Du pain bénit pour Donald Tusk, qui nourrit des attentes plus stratégiques de ce rapprochement "historique". "Il veut que Budapest investisse dans les corridors du nord du pays pour relier le pays aux gazoducs de GNL [gaz naturel liquéfié] depuis le port de Gdansk, véritable hub énergétique sur la façade baltique polonaise", insiste Wojciech Przybylski, tandis que Magyar a promis une rupture avec la dépendance énergétique à Moscou d'ici à 2035. Le tandem pourrait également coopérer dans le domaine ferroviaire, le tronçon polono-hongrois de l’autoroute Via Carpatia étant déjà achevé. "L'empreinte des investissements polonais en Hongrie, bien loin de celle de la Tchéquie ou de la Roumanie, devrait sensiblement augmenter", précise Sadecki.

Visegrad 2.0

Ce désir d’alliance peut-il redonner un souffle nouveau au Groupe de Visegrad, ce format informel de coopération entre la Pologne, la Hongrie, la Tchéquie et la Slovaquie, instauré en 1991 ? "Magyar dispose d'un fort capital symbolique et d'une grande légitimité démocratique pour jouer un rôle significatif dans ce format", veut croire Przybylski.

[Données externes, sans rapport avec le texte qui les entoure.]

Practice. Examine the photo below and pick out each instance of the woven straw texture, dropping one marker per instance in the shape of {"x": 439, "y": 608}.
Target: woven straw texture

Le chantier est immense : les chefs d'Etat et de gouvernement ne se sont plus réunis depuis le 27 février 2024, lors d'un sommet à Prague qui avait davantage illustré les fractures du groupe que sa cohésion.

"Les sujets de compétitivité, de financements européens, d'infrastructures et d'agriculture devraient revenir à l'agenda", croit Sadecki. Mais le rapport à la Russie restera un point de friction. "La Pologne se détache nettement par son hostilité à l'égard de l'influence russe. Elle est bien plus proche des Baltes et des Nordiques sur cette question", tandis que les gouvernements hongrois, slovaque et tchèque sont moins tranchés sur la nécessité de couper les ponts avec Moscou. Des divisions sur lesquelles le Kremlin pourrait continuer à capitaliser dans les prochains mois.